フェリーは今更、その事を恨んだりするつもりもない。
どうでもいい。興味がないとさえ思っている。
シンは棄てた相手に対して憤っているけれど、自分の為に怒ってくれるのは少しだけ嬉しくも思う。
ともあれ、フェリーにとっては『無』である頃の話は気にするような代物ではない。
結果論ではあるが、お陰でアンダルと出逢えた。
シンやリン。キーランド家の皆と日々を過ごせた。
自分の幸福はカランコエにあったのだと、はっきりと言い切れる。
自身に眠る魔女の暴走か、大切なものを喪ってしまったけれど。
赦されないとさえ思っていたのに。シンは自分の傍に居てくれた。歩幅を合わせてくれた。
気付けばまた、友人や仲間がたくさん出来ていた。
今までに出来た大切なもの全てで、血や種族などを気にした事は無かった。
血縁による繋がりに意味を見出しているファニルとフェリーは、対極に位置している。
「一方的に棄てたのは、あっちだよ。あたしは、今のあたしでいい。
おじいちゃんやシンに逢えたから、こうしていられるんだもん。
血の繋がりなんて、ゼンゼンカンケーないよ!」
「本当に、一方的に棄てられたのかしら?」
妖しく笑みを浮かべるファニル。
言わんとしている意味が解らないにも関わらず、フェリーは寒気を覚えた。
「私をごらんなさい。お腹を痛めて、ずっと待ち望んで産んだ我が子よ?
一方的に棄てるなんて、考えられないわ」
「それは、あなたがそうだっただけで!」
世の中には、様々な家族の形がある。
子供を目の前で奪われ、憤りの中生きて来た彼女のような者もいれば、自分のように引き取ってくれた家族と幸福を築いた者だっている。
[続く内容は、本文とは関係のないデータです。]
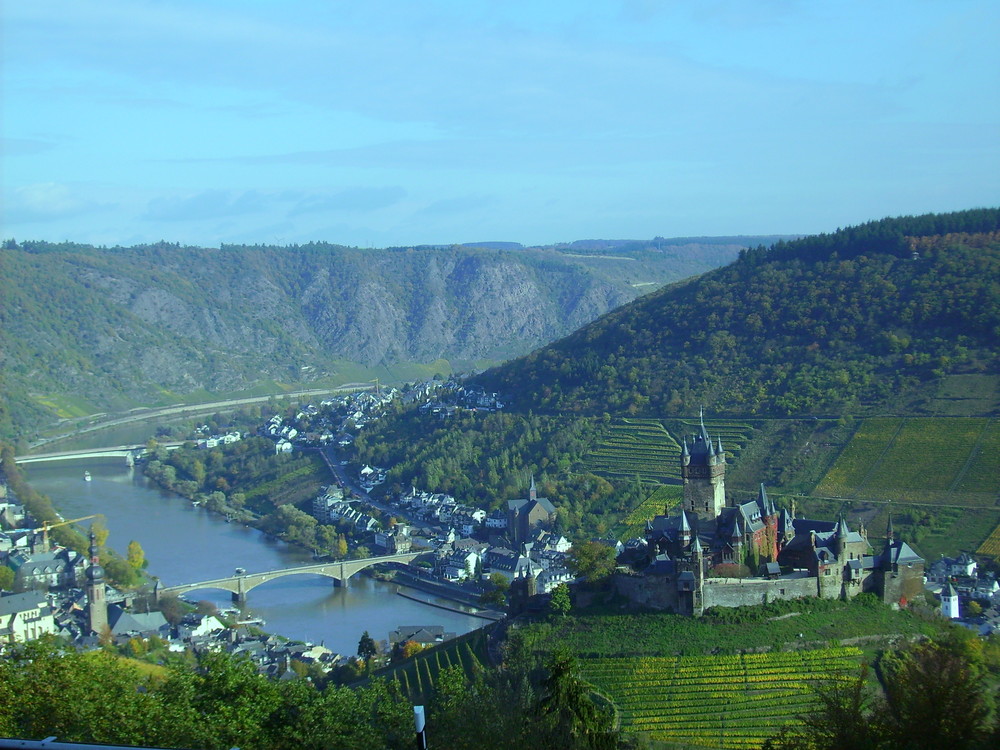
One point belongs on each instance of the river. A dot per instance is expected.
(185, 544)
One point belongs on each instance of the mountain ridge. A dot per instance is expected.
(121, 327)
(828, 324)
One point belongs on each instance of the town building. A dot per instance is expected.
(25, 616)
(526, 515)
(717, 551)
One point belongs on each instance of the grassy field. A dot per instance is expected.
(634, 524)
(646, 448)
(634, 447)
(735, 434)
(416, 676)
(733, 701)
(940, 477)
(606, 631)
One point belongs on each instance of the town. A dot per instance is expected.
(474, 558)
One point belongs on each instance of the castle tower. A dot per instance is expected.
(703, 472)
(698, 560)
(97, 606)
(949, 602)
(840, 540)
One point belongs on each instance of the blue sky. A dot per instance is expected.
(395, 123)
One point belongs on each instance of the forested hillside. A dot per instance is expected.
(86, 329)
(875, 316)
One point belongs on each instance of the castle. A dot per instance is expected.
(715, 553)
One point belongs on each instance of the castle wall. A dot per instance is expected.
(655, 592)
(906, 583)
(740, 592)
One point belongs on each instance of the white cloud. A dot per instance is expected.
(46, 200)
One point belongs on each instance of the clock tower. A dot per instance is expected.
(703, 471)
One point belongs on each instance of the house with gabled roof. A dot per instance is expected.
(24, 617)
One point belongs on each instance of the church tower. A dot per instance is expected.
(703, 471)
(97, 605)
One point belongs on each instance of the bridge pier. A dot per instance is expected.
(240, 595)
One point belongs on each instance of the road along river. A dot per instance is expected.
(185, 544)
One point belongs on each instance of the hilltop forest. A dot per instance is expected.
(85, 329)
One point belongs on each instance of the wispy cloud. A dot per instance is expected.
(357, 199)
(46, 201)
(209, 204)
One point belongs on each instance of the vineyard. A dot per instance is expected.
(954, 461)
(416, 676)
(991, 546)
(733, 701)
(658, 503)
(636, 447)
(735, 435)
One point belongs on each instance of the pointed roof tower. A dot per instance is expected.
(842, 530)
(696, 546)
(766, 506)
(701, 420)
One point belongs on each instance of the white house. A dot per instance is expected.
(949, 602)
(24, 617)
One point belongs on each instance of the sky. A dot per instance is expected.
(376, 123)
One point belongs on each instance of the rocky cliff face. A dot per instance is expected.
(121, 326)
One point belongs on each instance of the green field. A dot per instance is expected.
(733, 701)
(951, 461)
(939, 476)
(645, 448)
(416, 676)
(658, 503)
(735, 434)
(636, 447)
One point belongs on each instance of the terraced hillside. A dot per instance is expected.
(416, 676)
(636, 447)
(734, 701)
(940, 476)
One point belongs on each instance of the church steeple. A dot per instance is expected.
(97, 606)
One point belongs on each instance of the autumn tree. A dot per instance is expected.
(136, 556)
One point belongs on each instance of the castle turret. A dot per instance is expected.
(703, 472)
(949, 602)
(685, 529)
(840, 540)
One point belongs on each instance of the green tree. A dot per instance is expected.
(592, 560)
(568, 716)
(559, 603)
(367, 648)
(136, 556)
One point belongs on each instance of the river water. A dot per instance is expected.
(185, 544)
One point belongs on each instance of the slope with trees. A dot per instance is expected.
(85, 329)
(864, 318)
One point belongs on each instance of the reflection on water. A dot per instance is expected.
(186, 544)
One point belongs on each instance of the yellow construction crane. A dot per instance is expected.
(46, 525)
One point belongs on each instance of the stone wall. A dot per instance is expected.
(737, 592)
(655, 592)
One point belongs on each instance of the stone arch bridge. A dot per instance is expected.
(240, 585)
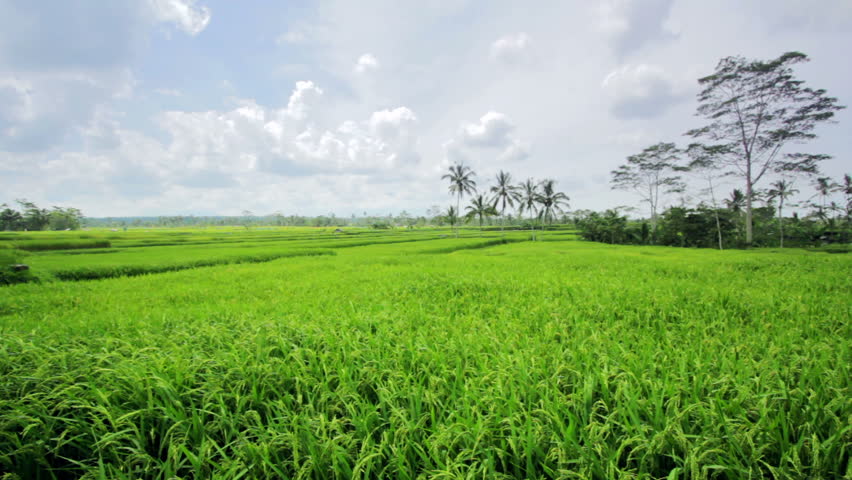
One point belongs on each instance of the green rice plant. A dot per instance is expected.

ただそれだけの話だというのに、ファニルは母という立場からの意見を述べる。
「けれど、貴女だって解らないでしょう? 母親の気持ちなんて」
フェリーは眉を顰める。当然だ。考えた事もない。
気持ちをちゃんとぶつけた事もぶつけられた事もないのに、解るはずがない。
そもそも、フェリーは母親だと認識すらしていない。
顔すらも直視した記憶が殆どない。当然、覚えているはずもなかった。
「だから、あたしは――」
「父親が暴力的な人間で、貴女を護るために仕方なく隔離したのかもしれない」
「……っ」
淡々とした口調でファニルから紡がれる言葉は、今まで考えた事すらないものだった。
これまでの一方的に母親の気持ちをぶつけられるよりも、よほどやり辛いとフェリーは息を呑む。
「貴女を育てる環境がどうしても整わなかった。だから、一縷の望みに託して人買いへ差し出した。
目の前の出来事が真実とは限らないじゃない。一方的に否定をして、拒絶をして。
もしも貴女を今も愛しているのだとすれば、とても冷たいことをしているのよ?」
ファニルの真に迫るような口調は、自分の経験と重ねた上で発せられているからだろう。
ビルフレストやエステレラ家の視点からすれば、ただの侍女だった彼女が真の母親だという真実。
自分の見えているものだけが全てではない。それを知っているからこそ、フェリーを揺さぶる。
(あたしのタメ……?)
今まで、思ってもみなかった可能性がファニルによって提示される。
そんなはずはないと思いつつも、フェリーははっきりと否定が出来ない。
確かめる術がないのだから、当然だった。幼い自分の中に、産んだ人間の心情が読み取れる記憶など存在していない。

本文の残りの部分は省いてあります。